ANAHEIM, Calif., Nov. 4, 2003 — Citing evidence the U.S. property/casualty insurance industry's hard market may be coming to a close, an industry leader warned insurers not to sow the seeds of their own destruction by abandoning sound underwriting and pricing that led to recent improved results.
"The firming in insurance markets that benefited results through six months is in danger of becoming a thing of the past," said ISO Chairman, President and CEO Frank J. Coyne.
In his keynote address to insurance executives attending the 7th Annual ISOTech Conference here, Coyne said ISO's analysis of rate changes on renewal for commercial policies shows "rate increases versus year-ago levels peaked at 12.9 percent in July 2002 and have been on a downward slide ever since." A third-quarter survey by the Council of Agents and Brokers shows "about a third of large- and small-account premiums were flat or down as much as 10 percent, while the same was true for 28 percent of medium-sized accounts."
"If the next soft market is not already upon us, the hard market certainly is coming to a close," said Coyne.
That hard market resulted in significant strengthening, with written premium at first-half 2003 up 11 percent over the year-ago period, while the industry's first-half annualized return on net worth bounced back to 9.7 percent from a low of 1.8 percent in 2001, said ISO's chief executive officer.
"We project the industry's combined ratio (the measure of losses and other underwriting expenses per dollar of premium) for 2004 will improve to 101.0 percent, nearly 15 points better than the 115.9 percent combined ratio for 2001. But we also project premium growth will slow significantly from 14.3 percent in 2002 to 6.1 percent for 2004," Coyne said.
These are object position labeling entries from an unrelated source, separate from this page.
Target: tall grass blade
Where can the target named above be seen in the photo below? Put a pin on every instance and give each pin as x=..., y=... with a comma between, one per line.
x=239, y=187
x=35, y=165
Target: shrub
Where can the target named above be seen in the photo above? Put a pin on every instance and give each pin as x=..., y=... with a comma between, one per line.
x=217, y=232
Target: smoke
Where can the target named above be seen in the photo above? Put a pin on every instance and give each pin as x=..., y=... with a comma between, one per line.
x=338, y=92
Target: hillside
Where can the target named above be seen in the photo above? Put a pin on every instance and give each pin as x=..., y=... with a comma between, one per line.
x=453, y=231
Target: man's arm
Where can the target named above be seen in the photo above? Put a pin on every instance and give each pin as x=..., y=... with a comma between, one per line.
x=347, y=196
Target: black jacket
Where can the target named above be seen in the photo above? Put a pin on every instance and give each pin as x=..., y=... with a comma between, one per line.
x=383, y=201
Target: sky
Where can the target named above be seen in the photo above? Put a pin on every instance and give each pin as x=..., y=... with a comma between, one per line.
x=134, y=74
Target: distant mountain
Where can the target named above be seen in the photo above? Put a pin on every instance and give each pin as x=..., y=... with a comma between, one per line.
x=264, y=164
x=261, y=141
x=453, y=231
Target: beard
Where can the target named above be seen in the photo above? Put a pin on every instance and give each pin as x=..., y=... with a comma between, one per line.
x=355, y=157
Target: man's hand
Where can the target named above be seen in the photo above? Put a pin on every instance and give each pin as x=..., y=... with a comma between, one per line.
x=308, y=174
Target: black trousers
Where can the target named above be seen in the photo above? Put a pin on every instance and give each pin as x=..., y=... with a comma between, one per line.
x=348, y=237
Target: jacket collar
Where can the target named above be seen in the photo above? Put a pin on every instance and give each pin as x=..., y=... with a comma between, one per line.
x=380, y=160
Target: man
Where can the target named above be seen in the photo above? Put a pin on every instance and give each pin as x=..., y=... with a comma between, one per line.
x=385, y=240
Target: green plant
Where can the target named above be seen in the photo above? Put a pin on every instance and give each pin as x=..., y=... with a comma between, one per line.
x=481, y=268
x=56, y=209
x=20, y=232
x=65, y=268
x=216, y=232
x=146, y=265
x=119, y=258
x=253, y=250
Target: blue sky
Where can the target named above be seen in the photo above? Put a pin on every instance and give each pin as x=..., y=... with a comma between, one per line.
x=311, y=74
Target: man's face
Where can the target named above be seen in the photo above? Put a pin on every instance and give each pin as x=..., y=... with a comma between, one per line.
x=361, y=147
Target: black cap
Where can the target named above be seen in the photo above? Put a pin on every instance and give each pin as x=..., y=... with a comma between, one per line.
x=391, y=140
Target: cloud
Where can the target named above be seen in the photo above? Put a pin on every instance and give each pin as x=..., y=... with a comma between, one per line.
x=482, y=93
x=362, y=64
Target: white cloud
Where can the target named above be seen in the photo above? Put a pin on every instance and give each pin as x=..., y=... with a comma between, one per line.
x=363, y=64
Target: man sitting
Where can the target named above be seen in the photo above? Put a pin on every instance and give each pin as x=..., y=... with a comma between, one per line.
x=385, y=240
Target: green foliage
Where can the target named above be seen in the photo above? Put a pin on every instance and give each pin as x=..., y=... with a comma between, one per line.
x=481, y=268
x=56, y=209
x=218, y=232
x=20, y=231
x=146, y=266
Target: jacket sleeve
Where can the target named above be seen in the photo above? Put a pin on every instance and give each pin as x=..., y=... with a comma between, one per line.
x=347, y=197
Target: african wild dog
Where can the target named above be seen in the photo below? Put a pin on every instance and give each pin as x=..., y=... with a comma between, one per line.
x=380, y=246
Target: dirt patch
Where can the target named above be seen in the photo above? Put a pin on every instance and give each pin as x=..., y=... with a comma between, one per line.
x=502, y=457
"With each improvement in profitability, the property/casualty industry has a history of reverting to hyper competition for market share," said Coyne, citing the industry's strong recovery in themid-1980s "when a period of sustained profitability seemed possible — at least to some. But once again a hard market had sown the seeds of its own destruction, and the industry slipped into the most protracted soft market in history."
"Insurers have paid dearly for failing to adhere to disciplined underwriting and cost-based pricing," Coyne reminded the 750 insurance executives in attendance.
"As insurance markets lurched from hard to soft and back again, commercial policyholders have increasingly turned to alternative mechanisms (captives, pools and risk-retention groups)," said Coyne. Alternative mechanisms' share of the U.S. commercial insurance market has grown from about a quarter in 1985 to nearly 50 percent today.
Insolvencies are also increasing, he said. In the first three years of this decade, an average of 33 property/casualty insurers failed each year, compared with 12 per year in the 1970s and 27 per year in the 1980s and 1990s, said Coyne.
Despite the industry's history, insurers can achieve sustained profitability through sound risk assessment, underwriting and cost-based pricing but "not slavish devotion to growth and reliance on investment gains from fickle financial markets," said Coyne. "The most nimble and farsighted will survive and thrive if they execute against core fundamentals."
Sponsored by ISO, ISOTech is the property/casualty industry's premier technology forum devoted to technology application issues and business solutions.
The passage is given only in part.